Q6. What is the peak of infections in the epidemic?
The authors estimate the peak of daily infections in late January, preceding the time series of confirmed cases by about a week; this is expected due to delays from infection to appearance of symptoms and delays from symptoms to diagnosis.
Q7. What were the interventions used to prevent the spread of SARS?
These interventions included public health messaging, establishing phone hot-lines, encouraging home isolation for recent visitors from Wuhan (January 23–26), optimising triage of suspected cases in hospitals (January 24), travel restrictions (January 26), extending school closures, and establishing ‘fever clinics’ for consultation and diagnosis (January 27) (Mao 2020).
Q8. What is the phylodynamic model of COVID-19?
The larger reservoir of COVID-19 cases outside of Weifang (Y (t)) serves as a source of new infections and is assumed to be growing exponentially (at rate q) over this time period.
Q9. How many local sequences are included in this analysis?
the added value of fitting to only 20 local sequences in this analysis demonstrates the utility of phylodynamic modelling for outbreaks as compared with traditional epidemiological modelling fitted only to case data.
Q10. How many cases were confirmed positive with SARS-CoV-2?
As of 10 February 2020, 136 suspected cases and 214 close contacts were diagnosed by Weifang Center for Disease Control and Prevention; of these, 38 cases were confirmed positive with SARS-CoV-2.
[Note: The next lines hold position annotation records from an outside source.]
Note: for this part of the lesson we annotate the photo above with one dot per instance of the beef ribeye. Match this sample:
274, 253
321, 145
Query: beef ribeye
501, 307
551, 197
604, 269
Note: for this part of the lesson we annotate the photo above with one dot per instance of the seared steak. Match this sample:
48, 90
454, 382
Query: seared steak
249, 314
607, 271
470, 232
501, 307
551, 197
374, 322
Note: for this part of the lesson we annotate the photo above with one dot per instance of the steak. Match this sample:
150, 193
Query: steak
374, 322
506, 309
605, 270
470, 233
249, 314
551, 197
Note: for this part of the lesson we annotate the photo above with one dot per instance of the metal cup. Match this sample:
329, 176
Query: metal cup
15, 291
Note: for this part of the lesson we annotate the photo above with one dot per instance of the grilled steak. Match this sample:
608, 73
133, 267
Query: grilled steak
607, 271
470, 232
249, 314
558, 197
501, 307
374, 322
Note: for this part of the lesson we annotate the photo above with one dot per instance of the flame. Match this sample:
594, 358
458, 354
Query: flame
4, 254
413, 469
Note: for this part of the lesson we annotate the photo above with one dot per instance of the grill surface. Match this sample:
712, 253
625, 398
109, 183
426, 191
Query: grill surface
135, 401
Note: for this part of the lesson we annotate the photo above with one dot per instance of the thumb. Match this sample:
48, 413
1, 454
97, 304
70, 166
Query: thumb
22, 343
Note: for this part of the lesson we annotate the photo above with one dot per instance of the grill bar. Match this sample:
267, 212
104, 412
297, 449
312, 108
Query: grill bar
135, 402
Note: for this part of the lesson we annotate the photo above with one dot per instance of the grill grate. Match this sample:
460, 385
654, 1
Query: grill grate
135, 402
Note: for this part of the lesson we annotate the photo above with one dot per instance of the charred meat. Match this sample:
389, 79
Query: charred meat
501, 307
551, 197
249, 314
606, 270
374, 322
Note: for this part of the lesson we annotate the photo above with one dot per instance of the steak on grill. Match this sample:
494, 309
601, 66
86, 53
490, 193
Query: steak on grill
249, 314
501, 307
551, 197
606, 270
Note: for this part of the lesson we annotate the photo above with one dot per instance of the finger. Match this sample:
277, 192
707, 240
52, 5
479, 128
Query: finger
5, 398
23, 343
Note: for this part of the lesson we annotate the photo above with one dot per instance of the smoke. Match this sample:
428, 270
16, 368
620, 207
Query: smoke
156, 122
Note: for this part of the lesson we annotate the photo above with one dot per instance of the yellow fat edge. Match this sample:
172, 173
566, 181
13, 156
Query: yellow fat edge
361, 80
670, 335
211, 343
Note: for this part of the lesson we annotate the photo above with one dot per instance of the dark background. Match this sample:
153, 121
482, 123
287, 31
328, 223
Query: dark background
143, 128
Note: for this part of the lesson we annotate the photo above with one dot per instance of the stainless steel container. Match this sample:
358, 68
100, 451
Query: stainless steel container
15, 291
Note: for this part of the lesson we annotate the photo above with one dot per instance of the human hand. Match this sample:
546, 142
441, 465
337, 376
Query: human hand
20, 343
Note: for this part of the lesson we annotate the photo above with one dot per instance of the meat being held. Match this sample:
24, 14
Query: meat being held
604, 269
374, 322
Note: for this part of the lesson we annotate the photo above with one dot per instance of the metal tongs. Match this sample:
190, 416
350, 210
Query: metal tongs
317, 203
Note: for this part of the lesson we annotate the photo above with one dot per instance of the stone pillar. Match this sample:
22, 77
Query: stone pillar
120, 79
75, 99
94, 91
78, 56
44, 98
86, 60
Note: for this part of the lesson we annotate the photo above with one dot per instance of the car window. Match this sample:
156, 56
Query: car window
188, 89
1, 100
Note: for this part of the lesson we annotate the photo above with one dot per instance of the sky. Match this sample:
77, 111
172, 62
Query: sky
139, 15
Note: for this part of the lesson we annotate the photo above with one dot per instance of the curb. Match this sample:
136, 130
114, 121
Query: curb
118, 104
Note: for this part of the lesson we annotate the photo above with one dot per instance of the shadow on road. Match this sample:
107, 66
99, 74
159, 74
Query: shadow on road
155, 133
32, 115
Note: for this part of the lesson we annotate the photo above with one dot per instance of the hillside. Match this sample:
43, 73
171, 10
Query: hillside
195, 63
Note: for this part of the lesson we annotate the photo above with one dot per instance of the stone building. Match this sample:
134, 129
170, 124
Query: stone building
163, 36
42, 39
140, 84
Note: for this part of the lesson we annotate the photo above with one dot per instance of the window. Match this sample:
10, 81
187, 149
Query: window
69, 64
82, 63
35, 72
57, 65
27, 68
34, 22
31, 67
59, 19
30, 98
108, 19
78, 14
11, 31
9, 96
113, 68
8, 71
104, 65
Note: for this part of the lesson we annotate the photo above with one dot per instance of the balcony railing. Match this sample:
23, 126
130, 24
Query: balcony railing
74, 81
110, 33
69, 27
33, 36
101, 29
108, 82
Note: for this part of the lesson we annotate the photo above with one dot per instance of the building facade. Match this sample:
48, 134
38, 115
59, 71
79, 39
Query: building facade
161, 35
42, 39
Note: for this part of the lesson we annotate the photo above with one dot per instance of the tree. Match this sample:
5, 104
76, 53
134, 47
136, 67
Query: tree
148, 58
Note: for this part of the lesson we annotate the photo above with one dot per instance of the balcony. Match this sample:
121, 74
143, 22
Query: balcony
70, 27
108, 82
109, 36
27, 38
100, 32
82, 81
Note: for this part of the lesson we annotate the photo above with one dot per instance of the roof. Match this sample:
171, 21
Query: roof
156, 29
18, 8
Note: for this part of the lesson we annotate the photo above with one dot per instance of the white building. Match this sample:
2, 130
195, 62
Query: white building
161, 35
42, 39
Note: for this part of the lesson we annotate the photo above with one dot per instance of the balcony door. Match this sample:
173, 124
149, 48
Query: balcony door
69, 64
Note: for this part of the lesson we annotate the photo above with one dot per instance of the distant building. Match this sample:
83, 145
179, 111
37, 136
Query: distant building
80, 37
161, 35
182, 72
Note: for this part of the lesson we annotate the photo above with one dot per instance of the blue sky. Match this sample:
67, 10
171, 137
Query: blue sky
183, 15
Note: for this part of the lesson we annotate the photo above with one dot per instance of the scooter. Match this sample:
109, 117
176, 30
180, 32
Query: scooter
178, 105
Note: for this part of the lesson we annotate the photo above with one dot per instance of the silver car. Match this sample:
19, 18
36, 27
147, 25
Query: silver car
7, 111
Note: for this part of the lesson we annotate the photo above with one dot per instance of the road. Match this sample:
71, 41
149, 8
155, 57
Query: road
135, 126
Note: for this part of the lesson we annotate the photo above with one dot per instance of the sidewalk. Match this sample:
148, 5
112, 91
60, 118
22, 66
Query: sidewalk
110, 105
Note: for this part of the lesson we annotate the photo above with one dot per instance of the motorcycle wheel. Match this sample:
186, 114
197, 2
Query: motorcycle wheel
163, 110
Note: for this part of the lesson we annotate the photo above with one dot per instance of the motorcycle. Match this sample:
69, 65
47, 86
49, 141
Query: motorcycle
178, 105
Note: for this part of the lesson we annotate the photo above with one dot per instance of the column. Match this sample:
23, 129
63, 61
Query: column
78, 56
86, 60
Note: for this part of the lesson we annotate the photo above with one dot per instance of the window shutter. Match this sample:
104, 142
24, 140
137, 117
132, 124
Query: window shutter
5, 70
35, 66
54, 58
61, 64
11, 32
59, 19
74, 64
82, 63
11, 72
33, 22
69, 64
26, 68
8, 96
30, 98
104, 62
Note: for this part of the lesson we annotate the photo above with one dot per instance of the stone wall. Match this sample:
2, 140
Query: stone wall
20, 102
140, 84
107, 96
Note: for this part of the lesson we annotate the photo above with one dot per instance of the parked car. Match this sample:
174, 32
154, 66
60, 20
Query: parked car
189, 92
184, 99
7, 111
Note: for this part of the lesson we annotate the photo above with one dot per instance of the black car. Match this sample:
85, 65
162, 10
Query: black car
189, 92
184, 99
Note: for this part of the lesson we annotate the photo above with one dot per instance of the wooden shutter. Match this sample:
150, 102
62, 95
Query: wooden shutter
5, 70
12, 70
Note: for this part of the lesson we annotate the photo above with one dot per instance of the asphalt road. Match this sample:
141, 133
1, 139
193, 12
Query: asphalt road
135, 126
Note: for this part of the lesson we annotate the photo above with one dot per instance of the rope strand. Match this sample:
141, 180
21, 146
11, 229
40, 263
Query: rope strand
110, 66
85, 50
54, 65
Q11. How many confirmed cases were there at the time of the last genetic sample?
Im perial C ollege London Library user on 29 M arch 2021thirty-eight confirmed cases at the date of the last genetic sample (10 February), rising no further than forty-four from 16 February onwards (Fig. 2A).
Q12. What is the effect of the high variance of transmission rates on the genetic diversity of a sample?
High variance of transmission rates will reduce genetic diversity of a sample and failure to account for this factor will lead to highly biased estimates of epidemic size (Li et al. 2017).
Q13. What was used to construct the single-stranded circular DNA library?
The remaining RNA was used to construct the single-stranded circular DNA library with the MGIEasy RNA Library preparation reagent set (MGI, Shenzhen, China).
Q14. Why did the authors choose a reference sequence set?
This is likely due to their choice of reference sequence set, which comprised sequences spanning several months of the epidemic, and therefore reflecting a range of transmission dynamics.